Wednesday, February 3, 2010

Son of a Beach

I spend about as much time on the phone today as I did when I was a teenager. I think I’m addicted to the damn thing. That’s probably just a side effect of living alone. I can only talk to my pets so much before their lack of response starts to give me a slight complex. But I digress…

Last night I was talking to my mom on the phone while she was driving home from “Toastmasters”. I’m still unclear as to exactly what Toastmasters is. I am leaning toward a cult that sometimes wears strange hats, and when you go, you are forced to give impromptu, highly personal speeches. She insists it is a nice group of people who enjoy public speaking and gain confidence and friends. Hmm. You say pleasant crowd of folks, I say spooky cult. Tomato/Tomahto…

She pitched a speech idea to me. It involves the land we have in Arkansas, ticks and the word “foreplay” is in the punch line. I see the humor. Arkansas is redneck, ticks are great, especially when they give you Lyme disease, and who doesn’t love a good foreplay joke? However, I just wasn’t feeling it. Not because it is a story about my parents, intermingled with the word “foreplay” (there isn’t actually any foreplay in this story. I may not know what Toastmasters is, but I’m 99% certain it’s not that kind of establishment), but because it just gave me the willies.

We decided to nix that story.

So we started recounting our trip to Honduras in 2005. When our boat docked, my dad and sister took off for some diving and my mom and I found ourselves in paradise.
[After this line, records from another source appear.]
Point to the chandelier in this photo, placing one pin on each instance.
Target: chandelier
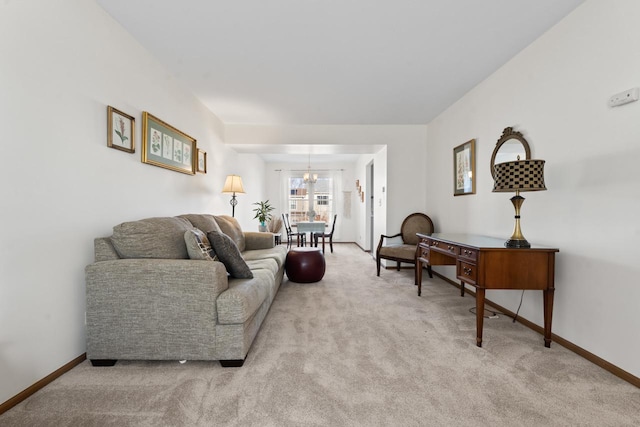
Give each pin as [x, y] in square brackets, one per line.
[308, 176]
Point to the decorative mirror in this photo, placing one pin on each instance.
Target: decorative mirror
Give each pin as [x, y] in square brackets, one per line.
[509, 147]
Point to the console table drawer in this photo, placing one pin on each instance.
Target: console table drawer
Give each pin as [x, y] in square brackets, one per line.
[424, 251]
[467, 272]
[470, 254]
[446, 248]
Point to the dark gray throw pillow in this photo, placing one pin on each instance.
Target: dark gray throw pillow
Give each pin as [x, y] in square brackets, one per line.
[229, 254]
[198, 245]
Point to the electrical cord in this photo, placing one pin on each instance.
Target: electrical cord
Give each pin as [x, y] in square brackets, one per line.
[495, 314]
[520, 305]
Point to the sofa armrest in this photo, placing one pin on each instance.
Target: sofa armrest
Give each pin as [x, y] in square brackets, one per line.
[158, 309]
[258, 240]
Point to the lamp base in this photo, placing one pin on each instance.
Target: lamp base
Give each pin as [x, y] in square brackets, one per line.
[517, 243]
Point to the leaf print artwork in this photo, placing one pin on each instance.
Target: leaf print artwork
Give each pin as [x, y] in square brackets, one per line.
[186, 155]
[167, 147]
[177, 152]
[155, 141]
[120, 130]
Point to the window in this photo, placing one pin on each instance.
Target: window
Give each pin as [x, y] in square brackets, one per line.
[299, 199]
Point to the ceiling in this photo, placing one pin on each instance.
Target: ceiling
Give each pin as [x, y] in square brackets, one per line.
[333, 62]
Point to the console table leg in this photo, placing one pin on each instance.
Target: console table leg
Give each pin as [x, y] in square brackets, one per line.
[479, 315]
[418, 277]
[548, 312]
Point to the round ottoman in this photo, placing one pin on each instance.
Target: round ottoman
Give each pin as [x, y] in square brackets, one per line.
[305, 265]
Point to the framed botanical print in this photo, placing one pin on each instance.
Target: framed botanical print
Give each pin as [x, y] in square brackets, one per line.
[121, 130]
[202, 161]
[464, 168]
[167, 147]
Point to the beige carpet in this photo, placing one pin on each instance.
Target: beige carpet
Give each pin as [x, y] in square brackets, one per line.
[352, 350]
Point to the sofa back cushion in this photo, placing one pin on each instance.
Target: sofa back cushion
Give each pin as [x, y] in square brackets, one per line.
[204, 222]
[231, 228]
[152, 238]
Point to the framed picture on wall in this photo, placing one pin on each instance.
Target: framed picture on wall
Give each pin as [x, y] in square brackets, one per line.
[167, 147]
[202, 161]
[121, 130]
[464, 168]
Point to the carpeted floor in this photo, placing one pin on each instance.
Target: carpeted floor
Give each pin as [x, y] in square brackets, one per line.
[352, 350]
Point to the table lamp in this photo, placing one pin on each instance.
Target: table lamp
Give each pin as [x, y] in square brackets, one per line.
[233, 185]
[519, 175]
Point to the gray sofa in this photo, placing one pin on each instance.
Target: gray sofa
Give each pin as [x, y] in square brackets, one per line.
[148, 300]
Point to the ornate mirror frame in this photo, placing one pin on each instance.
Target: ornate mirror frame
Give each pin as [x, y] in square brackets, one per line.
[507, 135]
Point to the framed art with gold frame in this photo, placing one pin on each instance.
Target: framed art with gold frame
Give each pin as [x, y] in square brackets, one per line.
[464, 168]
[202, 161]
[165, 146]
[121, 130]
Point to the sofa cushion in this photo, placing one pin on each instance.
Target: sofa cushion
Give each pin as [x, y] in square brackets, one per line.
[277, 253]
[238, 303]
[268, 264]
[229, 254]
[161, 237]
[198, 245]
[202, 222]
[231, 228]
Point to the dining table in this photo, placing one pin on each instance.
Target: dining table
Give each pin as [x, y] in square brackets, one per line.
[312, 227]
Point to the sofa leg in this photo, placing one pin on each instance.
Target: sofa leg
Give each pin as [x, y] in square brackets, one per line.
[233, 363]
[103, 362]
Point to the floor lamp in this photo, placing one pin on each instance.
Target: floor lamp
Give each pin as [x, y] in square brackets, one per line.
[233, 185]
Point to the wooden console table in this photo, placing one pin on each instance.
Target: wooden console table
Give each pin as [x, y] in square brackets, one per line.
[485, 263]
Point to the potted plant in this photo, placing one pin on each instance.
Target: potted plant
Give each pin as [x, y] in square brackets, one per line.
[263, 214]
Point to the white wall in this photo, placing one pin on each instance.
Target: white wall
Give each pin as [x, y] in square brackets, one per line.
[62, 63]
[556, 93]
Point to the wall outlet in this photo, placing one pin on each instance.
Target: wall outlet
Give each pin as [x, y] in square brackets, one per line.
[625, 97]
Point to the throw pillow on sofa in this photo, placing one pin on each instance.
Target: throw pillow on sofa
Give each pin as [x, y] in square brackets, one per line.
[198, 245]
[229, 254]
[231, 227]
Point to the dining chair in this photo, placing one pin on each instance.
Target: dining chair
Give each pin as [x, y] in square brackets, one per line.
[316, 236]
[291, 234]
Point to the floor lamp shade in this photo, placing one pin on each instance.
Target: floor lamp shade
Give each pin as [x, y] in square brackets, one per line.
[517, 176]
[233, 185]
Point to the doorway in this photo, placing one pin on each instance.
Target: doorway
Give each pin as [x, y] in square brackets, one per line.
[370, 207]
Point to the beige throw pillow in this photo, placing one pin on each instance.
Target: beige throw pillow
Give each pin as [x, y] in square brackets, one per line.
[231, 227]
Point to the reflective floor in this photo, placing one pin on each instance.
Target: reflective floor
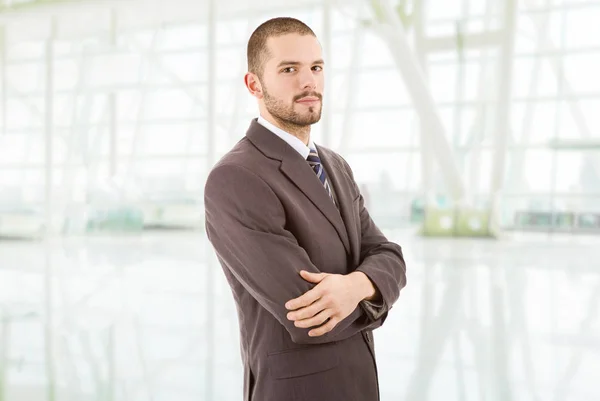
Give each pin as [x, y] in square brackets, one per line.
[150, 317]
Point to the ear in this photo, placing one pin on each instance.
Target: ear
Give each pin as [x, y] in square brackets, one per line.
[253, 84]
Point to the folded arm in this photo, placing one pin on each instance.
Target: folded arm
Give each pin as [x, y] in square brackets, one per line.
[382, 261]
[245, 223]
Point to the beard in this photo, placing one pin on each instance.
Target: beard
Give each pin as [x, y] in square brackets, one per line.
[287, 116]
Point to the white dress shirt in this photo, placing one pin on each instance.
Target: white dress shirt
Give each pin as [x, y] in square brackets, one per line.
[295, 143]
[373, 309]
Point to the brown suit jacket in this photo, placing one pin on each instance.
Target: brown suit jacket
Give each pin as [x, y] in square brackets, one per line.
[268, 216]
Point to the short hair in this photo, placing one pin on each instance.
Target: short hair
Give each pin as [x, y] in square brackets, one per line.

We had signed up for an excursion that included a tour of the island Roatan and a day on a private beach. We promptly board a 1978 bus that looks like it is headed for a prison and proceed to drive through the most poverty-stricken area I have ever seen with my own blue eyes. I can’t describe what it was like. But it’s certainly something I’ll never forget.

We then got to our first destination, an Iguana Farm. Sounds harmless. Those are like the Geico Gecko, right? WRONG. Those are bigger than Bama (who is my 14.7 pound Shih Tzu (yes she has lost .3 pounds since the diet began, thank you very much)) and their eyes are bulging out of their heads. Their fingernails are longer than the ones on the gloves that come with witch Halloween costumes and they are running around at our feet. Oh, and I forgot to mention that there are thousands of them. My mom grabs me and tells me to stay close, but I immediately went into a trance and started walking through the iguanas. I figured out later that I was transfixed on a monkey that was on display. The poor emaciated thing was pitiful, but it was enough to get me to walk through thousands of iguanas. While walking through the sea of green lizards, I was handed a huge leaf. I thanked the kind woman for her gift, and then she informed me that I was to feed the lizards. So I hold the leaf out as far away from my body as possible and one quick little fellow eats it in about 2 seconds. Before I knew it, the little sharp teeth were up by my fingers! I immediately did a full body shiver and ran screaming from the scene.

I spot my mom at the same time all of the iguanas spot her. She is wearing a long swimsuit cover-up that is moomoo-esque and has a print of huge green leaves on it, so in their minds, she is covered in their dinner. She starts getting surrounded by iguanas and I can see the panic creep across her face. Somehow she sidestepped and did a little dance and got away from the monsters. I made my way over to her and we clung to each other for safety. Meanwhile, everyone else seems to be having a fine time. Weirdos.

Out of nowhere, my mom starts screaming and running across the dirt parking lot in pursuit of a bright red bus, the only bright red bus in the place. She starts beating on the windows and screaming for them to stop. The driver stopped and then had to tell her we weren’t on his bus, that all of his passengers were accounted for. She comes back over, looking frazzled, and I point out our bus to her (which I have not let out of my sight) and make sure that she sees that it is not bright red and that it is still here. I assure her that we were not going to be left. Over my dead body. She and I needed a Xanax.

Finally, it was time to leave the hell that is the Roatan Island Iguana Farm, and head to the private beach. This place was magnificent. Beautiful sand, warm water, setting sun… a nice beach dweller cooking lobster tails. Paradise.

Once we and our full bellies got settled in our chairs, the woman lounging in the chair next to us says (unsolicited) “You know, it was a beautiful day just like today when that horrific tsunami hit and killed all those people.”

Thanks, lady. Now we’re afraid for our lives again. Just when Roatan was starting to redeem itself.


  1. Bus incident = Total Mom reaction. From Whitney

  2. I know, right? Bless her heart. She was going to make sure we didn't get left.